軽く挨拶を交わして部屋に戻ると校則違反の明るい髪を纏め、学校に行く準備をして家を出る。
「ちゃんと後で来なさいよー」
リビングでまだ食事を取っているであろう友人からの反応は無かったが、まぁ何だかんだいって付き合いのいい奴だ。ちゃんと来るだろう。
電車を乗り継ぎ、通学路とは違う駅に降りた。
駅から出るとあちこちに立入禁止(キープアウト)の黄色いテープや警官、マスコミを見つける。
現場の空気にワクワクしながら近寄ろうとすると後ろから声をかけられた。
「君、ここは立ち入り禁止だ」
心底うんざりしながら振り向くと若い男の警官がチョッキを来て海の方へ向かってくる。
警官は教師、親に続く面倒くさい相手トップ3の一つである。奴らは何の権利あってか海の冒険を妨害してくるのだ。
「どこの学校の生徒だ? 名前は?」
夜勤明けなのか、それとも殺人事件の現場にいて気が立っているのか警官の物言いは非常に高圧的で、海はカチンときた。

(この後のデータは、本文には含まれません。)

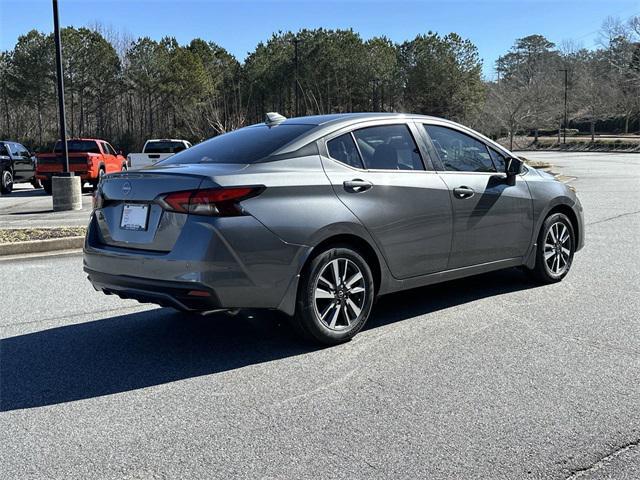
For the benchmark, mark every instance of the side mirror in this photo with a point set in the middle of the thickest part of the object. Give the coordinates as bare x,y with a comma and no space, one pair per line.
513,167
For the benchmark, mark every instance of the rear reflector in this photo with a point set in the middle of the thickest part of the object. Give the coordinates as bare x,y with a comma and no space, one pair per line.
199,293
222,202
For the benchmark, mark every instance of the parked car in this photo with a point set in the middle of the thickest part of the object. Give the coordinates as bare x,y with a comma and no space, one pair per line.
89,158
17,165
155,151
317,216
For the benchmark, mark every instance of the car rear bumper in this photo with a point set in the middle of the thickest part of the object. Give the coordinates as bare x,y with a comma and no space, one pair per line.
237,261
181,295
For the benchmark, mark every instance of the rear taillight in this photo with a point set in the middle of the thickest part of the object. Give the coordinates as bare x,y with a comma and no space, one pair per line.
221,202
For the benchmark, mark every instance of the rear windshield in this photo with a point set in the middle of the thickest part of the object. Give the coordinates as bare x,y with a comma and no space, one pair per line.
87,146
164,147
247,145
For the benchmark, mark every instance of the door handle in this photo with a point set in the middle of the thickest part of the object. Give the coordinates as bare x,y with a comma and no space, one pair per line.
463,192
357,185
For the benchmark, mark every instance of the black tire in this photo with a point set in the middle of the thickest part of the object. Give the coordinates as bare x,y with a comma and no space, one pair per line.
6,181
346,308
554,254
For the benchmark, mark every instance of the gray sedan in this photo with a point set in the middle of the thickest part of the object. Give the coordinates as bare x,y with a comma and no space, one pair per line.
316,216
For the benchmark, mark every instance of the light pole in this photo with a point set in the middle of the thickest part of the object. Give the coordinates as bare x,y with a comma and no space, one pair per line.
296,41
63,126
564,129
66,188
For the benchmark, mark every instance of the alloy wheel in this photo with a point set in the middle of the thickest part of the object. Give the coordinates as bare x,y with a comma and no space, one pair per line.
339,294
557,248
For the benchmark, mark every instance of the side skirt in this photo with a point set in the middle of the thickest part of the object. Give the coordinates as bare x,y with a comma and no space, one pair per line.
446,275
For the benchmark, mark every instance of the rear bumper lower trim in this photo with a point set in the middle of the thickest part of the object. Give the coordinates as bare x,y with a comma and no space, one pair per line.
163,293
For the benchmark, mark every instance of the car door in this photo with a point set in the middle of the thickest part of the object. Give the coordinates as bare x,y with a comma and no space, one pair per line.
378,172
491,220
109,155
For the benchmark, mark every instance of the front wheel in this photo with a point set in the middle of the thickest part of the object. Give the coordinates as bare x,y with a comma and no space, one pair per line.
335,296
6,181
556,246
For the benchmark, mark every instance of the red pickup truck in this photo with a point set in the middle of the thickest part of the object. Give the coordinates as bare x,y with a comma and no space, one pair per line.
89,158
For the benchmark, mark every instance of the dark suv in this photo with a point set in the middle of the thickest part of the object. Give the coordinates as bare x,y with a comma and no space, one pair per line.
17,165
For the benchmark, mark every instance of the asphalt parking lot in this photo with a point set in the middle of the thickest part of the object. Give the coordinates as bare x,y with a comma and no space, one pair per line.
489,377
27,207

今すぐボコボコにしてやりたい欲求に捕らわれたが、ここには今大勢の警官やマスコミがいる。
暴れたら色々面倒なことになりそうだと自制心を総動員して抑える。
とはいえ、現場は見たい。
(暗がりに連れ込んで気絶させるか)
決断してからの海の行動は迅速だった。路地裏に指を指して小さな声で警官に言う。
「お巡りさん、実はあそこにお金がたくさん落ちてるの」
「何?」
訝しげながら警官は路地裏に近付いていく。
心の中でよしとガッツポーズしつつ、後ろからこっそりついていく。そして路地裏に入っていく警官にタックルをかました。

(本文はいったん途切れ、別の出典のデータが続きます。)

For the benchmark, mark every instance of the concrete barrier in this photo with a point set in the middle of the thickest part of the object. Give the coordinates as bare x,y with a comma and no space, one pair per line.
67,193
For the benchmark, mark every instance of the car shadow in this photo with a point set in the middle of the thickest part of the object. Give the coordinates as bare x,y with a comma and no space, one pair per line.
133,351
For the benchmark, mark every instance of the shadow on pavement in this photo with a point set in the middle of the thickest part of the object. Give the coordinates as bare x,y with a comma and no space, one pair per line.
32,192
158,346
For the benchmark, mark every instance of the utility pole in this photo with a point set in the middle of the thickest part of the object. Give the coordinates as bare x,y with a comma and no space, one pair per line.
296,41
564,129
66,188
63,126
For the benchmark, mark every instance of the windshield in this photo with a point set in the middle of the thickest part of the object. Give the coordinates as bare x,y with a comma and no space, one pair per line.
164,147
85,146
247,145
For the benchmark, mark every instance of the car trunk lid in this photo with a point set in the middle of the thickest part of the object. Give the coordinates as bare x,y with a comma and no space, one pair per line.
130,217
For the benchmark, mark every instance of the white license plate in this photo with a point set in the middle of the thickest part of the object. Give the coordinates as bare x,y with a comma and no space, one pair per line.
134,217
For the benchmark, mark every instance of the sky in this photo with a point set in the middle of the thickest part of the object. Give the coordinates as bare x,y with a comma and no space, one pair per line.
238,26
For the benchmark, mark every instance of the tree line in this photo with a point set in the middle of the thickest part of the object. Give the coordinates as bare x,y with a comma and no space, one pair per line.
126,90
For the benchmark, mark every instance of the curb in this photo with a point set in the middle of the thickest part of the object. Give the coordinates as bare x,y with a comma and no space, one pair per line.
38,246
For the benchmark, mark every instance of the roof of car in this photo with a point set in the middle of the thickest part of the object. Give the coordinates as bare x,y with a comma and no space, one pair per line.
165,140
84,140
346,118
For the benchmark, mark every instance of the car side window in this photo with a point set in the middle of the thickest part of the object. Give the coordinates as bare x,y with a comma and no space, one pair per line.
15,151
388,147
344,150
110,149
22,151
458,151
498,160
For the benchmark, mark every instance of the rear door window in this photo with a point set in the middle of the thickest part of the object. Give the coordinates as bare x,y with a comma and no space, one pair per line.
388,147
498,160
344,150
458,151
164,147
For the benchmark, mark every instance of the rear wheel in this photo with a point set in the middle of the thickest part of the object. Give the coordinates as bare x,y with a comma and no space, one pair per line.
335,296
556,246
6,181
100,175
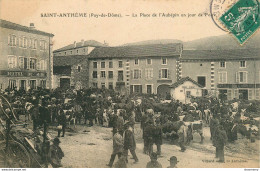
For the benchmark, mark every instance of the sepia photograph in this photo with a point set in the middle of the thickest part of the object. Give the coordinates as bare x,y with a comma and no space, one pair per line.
129,84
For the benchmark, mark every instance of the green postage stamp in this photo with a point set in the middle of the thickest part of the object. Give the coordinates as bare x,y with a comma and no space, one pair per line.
242,19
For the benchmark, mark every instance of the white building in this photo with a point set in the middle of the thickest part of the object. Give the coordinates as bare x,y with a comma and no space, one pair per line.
184,89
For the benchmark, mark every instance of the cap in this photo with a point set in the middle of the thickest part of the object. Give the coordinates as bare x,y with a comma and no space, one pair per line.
57,140
154,155
173,158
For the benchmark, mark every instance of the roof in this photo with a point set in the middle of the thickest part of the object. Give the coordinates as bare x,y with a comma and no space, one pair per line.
14,26
171,49
68,60
182,80
91,43
220,54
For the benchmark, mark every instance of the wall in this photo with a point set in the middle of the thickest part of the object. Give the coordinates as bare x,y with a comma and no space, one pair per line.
17,51
179,93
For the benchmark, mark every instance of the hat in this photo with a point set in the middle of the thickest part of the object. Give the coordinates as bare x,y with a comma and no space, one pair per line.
153,155
173,158
56,140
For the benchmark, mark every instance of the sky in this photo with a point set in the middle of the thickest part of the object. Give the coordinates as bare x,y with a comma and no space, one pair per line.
115,31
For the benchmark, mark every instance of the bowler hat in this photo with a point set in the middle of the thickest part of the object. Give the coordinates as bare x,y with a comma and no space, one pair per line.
173,158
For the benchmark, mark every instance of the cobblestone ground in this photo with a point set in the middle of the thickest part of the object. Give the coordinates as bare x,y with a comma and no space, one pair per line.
92,147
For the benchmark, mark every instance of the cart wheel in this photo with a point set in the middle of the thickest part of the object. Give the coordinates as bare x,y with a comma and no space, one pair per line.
17,156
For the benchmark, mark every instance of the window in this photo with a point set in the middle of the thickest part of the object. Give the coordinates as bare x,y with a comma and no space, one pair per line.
136,61
32,84
95,85
103,64
250,94
236,94
43,83
149,61
164,73
164,61
149,89
149,73
242,64
137,74
222,77
12,84
110,74
136,88
110,86
103,74
222,64
120,64
12,61
257,94
110,64
94,64
94,74
12,40
32,63
21,62
241,77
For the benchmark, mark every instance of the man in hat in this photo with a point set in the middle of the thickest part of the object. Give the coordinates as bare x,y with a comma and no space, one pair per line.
181,133
56,154
157,135
129,142
219,142
117,147
173,162
153,163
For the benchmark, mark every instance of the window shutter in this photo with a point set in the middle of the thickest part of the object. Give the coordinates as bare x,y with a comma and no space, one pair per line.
237,77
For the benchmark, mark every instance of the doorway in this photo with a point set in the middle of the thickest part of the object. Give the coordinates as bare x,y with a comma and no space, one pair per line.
202,80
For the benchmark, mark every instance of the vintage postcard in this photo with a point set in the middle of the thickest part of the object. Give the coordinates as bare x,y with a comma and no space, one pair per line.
129,84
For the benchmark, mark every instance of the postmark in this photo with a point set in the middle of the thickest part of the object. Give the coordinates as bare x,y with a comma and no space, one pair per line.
217,9
242,19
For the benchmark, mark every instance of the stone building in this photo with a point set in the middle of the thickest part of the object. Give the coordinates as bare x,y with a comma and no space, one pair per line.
78,48
227,74
184,89
71,71
147,69
25,57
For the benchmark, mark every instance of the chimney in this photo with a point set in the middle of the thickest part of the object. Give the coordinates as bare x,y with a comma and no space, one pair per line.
32,26
82,42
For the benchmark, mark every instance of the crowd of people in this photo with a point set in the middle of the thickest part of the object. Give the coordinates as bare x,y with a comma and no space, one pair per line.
110,109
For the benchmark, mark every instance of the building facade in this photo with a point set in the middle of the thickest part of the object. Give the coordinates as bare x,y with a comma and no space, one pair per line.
147,69
70,72
26,57
184,89
78,48
228,74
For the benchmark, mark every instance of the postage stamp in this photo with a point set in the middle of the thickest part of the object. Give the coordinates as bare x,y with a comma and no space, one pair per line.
242,19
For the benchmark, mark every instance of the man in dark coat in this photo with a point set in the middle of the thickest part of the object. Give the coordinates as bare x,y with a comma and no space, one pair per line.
219,142
157,136
62,121
129,142
149,136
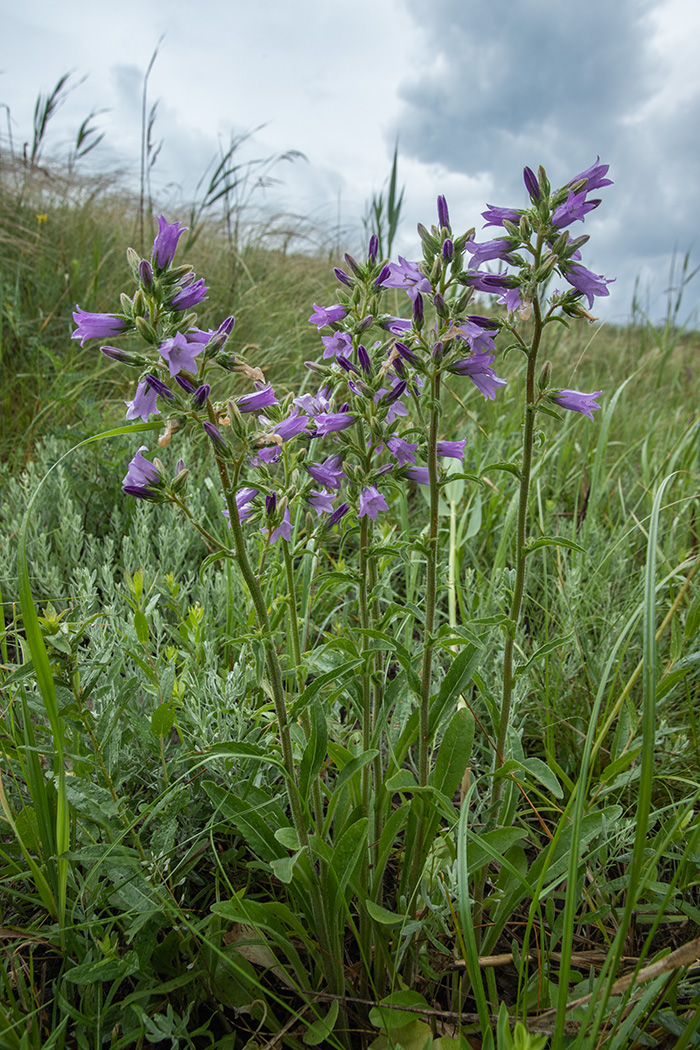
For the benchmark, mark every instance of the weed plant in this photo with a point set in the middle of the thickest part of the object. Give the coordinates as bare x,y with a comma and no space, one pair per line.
323,778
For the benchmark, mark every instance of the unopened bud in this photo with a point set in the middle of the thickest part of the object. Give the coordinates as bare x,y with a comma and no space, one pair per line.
429,242
342,277
133,260
178,483
418,311
440,305
146,331
140,307
200,395
146,274
124,356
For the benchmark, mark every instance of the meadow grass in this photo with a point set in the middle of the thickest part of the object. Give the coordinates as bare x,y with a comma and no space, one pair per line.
147,890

うわと間抜けな声を出して路地裏奥へと押し出される警官に飛びかかってスリーパーホールドで極めようとした瞬間、技に失敗して背中から地面に落っこちる。
「痛て……」
何が起きた?
何で失敗した?
躱された?
そして警官へと眼を向けると原因は一目瞭然だった。
躱されたのでも失敗したのでもなく────警官の首から上が消滅していたのだ。首の無い相手にスリーパーホールドをかけることなど出来はしない。
「っ────」
海の全身を悪寒が走る。肉食獣に狙われている、間違いなく。
ここで取るべきは路地裏からの脱出だろう。普通の中学生ならばそうするに違いない。
だが、山で動物を狩った経験を持つ芝原海という少女は〝仕留める側〟のロジックを理解していた。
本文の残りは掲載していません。